En la vida no había certezas de ningún tipo, y mucho menos, evidencia que demostrara que ser buen alumno o cumplir al pie de la letra las recomendaciones teóricas, garantizaría el resultado.

Mientras continuaba con el pre calentamiento, suspiró al registrar su errónea idea de que la técnica le permitiría sobreponerse al miedo. Ahora tomaba conciencia que una cosa no tenía nada que ver con la otra.

En carne propia había descubierto que si sentía miedo, debía ocuparse del miedo. Nada de pensar en sortearlo o evitarlo. El miedo no otorgaba esas prerrogativas. Lamentablemente, había pasado muchos años tratando de resolverlo con medicinas equivocadas, cuando la única solución posible era confrontarlo.

¿Cómo había podido ser tan desconectado de sus emociones,  para creer que la técnica lo ayudaría a sobreponerse del miedo? Como si fuera posible que alguien asustado pudiera tener sus facultades y destrezas funcionando normalmente. No había ninguna posibilidad. El miedo lo afectaba todo.

Volviendo a la final que se aprestaba a jugar, la frase del capitán lo había interpelado. Durante muchos años, Emilio había tratado de evadirse para mitigar la presión que sentía y el miedo que ella le generaba.

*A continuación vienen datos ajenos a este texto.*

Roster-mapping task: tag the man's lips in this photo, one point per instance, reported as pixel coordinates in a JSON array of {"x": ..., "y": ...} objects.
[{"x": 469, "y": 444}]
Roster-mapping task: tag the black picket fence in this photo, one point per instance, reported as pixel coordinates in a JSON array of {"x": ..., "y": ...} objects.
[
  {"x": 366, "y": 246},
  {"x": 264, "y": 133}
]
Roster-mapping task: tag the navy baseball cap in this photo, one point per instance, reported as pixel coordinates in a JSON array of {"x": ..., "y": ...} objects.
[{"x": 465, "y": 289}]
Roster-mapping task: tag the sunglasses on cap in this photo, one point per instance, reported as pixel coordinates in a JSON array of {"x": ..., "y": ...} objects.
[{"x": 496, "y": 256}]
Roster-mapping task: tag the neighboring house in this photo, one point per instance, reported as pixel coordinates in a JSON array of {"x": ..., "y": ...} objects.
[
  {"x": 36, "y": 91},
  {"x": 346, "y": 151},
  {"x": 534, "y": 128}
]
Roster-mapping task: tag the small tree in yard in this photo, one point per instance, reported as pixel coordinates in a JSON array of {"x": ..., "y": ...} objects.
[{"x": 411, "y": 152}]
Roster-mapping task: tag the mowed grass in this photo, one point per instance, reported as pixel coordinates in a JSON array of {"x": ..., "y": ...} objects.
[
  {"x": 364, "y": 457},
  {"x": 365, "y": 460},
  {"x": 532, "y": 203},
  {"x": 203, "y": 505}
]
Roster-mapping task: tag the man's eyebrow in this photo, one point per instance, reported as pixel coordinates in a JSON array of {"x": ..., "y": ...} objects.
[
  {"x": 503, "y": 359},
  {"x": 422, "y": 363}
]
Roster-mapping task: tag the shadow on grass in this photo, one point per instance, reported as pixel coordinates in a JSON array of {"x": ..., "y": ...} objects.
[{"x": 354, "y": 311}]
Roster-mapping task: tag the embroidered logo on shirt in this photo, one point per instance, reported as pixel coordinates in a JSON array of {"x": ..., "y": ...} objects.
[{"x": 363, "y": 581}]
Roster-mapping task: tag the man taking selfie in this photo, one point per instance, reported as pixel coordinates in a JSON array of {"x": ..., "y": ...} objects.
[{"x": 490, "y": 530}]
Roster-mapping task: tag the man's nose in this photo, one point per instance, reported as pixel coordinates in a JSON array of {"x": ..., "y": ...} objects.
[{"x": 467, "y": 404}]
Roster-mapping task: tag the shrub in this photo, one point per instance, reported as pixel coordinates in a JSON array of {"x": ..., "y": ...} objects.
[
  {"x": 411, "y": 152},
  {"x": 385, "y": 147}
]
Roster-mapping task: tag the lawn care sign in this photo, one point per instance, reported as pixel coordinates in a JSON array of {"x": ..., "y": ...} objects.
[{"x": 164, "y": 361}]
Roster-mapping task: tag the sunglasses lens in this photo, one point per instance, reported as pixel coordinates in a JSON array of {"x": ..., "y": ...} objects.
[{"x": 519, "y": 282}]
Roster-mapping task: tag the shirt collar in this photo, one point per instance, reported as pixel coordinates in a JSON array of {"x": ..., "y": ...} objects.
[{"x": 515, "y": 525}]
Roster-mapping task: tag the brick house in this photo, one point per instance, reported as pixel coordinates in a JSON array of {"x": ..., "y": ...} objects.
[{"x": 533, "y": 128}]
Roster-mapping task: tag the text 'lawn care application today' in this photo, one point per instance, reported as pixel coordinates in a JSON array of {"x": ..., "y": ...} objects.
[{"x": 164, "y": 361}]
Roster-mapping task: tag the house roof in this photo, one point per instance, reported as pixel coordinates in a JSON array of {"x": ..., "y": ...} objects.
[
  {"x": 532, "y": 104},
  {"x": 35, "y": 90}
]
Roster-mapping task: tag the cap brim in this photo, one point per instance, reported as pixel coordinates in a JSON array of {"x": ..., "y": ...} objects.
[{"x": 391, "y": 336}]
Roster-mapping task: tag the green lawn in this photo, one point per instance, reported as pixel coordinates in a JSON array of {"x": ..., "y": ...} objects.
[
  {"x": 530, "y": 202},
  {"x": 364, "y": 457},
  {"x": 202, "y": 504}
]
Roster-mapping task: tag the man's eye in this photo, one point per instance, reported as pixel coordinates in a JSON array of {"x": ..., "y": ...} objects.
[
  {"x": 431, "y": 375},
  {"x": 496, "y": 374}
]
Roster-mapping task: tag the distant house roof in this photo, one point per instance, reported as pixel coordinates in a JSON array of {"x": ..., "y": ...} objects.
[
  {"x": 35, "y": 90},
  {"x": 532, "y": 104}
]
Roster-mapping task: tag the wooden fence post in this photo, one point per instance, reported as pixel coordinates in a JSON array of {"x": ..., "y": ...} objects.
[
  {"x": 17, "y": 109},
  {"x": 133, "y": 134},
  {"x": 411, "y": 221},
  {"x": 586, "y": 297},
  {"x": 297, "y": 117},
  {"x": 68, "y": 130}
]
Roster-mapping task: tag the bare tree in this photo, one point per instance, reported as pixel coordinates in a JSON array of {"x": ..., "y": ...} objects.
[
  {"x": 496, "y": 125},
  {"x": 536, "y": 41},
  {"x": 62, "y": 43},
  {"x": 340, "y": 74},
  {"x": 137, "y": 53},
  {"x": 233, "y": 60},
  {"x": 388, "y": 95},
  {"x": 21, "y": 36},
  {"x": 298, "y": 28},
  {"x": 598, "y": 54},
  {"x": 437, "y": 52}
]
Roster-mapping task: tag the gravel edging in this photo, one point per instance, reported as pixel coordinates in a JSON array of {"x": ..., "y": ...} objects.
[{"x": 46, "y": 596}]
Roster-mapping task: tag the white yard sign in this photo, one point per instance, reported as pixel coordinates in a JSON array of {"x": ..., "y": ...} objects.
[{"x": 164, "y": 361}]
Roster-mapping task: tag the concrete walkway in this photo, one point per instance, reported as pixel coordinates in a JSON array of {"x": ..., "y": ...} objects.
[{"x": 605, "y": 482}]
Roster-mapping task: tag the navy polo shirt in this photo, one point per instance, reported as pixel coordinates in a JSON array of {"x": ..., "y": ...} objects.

Para no quedar tan paralizado en los momentos claves, solía decirse que esta oportunidad no era tan importante, que habría otras. Relativizar la importancia o el carácter único de la ocasión que tenía enfrente, servía para sacarse presión de encima. Pero no era verdad.

Hubiera sido mejor hacer como los samuráis, que para pelear sin que ningún miedo los atara, pasaban horas meditando en su propia muerte. Desde esa perspectiva, todo cambiaba. Si la muerte era algo próximo y familiar, difícilmente se paralizaran por miedo a morir. Buena paradoja.

Mientras hacía los ejercicios finales antes de salir a la cancha, volvió a pensar en la proverbial dificultad de los seres humanos de convivir con la incertidumbre. Desde los tiempos más antiguos el ser humano sabía que la vida podía cambiar drásticamente en cualquier instante. No había garantías de éxito ni de ningún tipo. Todo era frágil, inestable y con fecha de vencimiento.

El mecanismo adaptativo más frecuente para impedir que esa realidad nos aplastara, era negar la situación. Hacer como si esa insoportable levedad del ser no existiera . Inventarnos la vida como algo estable, cierto, previsible.

Pero con los años y las pérdidas, las personas iban aprendiendo a vivir el sólo por hoy.

Caminó por el túnel que conducía a la cancha sintiéndose un gladiador contemporáneo. Las paredes vibraban producto de los millares de personas que estaban saltando y gritando enardecidamente. Sintió miedo. ¿Podrían vencer a aquél poderoso rival? ¿El factor humano primaría sobre la lógica?

Pensó que en el término de dos horas, todo habría terminado. Sintió esa humana tentación de querer conocer el futuro. Aguzó su intuición al máximo pretendiendo intuir cualquier energía que sirviera para develar el porvenir. No pudo distinguir nada claro.

Experimentaba un montón de emociones encontradas. Ganas de escaparse a consecuencia de todo el miedo que sentía. Deseo de poner todo de sí para convertirse en héroe. ¿Cómo terminaría esta película?

Saber vivir, si es que existía tal cosa, llevaba implícita la necesidad de aprender a convivir con importantes niveles de incertidumbre. Los seres humanos se pasaban toda la vida peleando o huyendo de tiburones, cuando en realidad debían ser capaces de poder hacer la plancha en medio de ellos.

Ignorando completamente qué pasaría en las próximas dos horas y cuál sería el resultado, ingresó a la cancha dispuesto a dejar todo lo mejor de sí. Lo único que verdaderamente estaba a su alcance.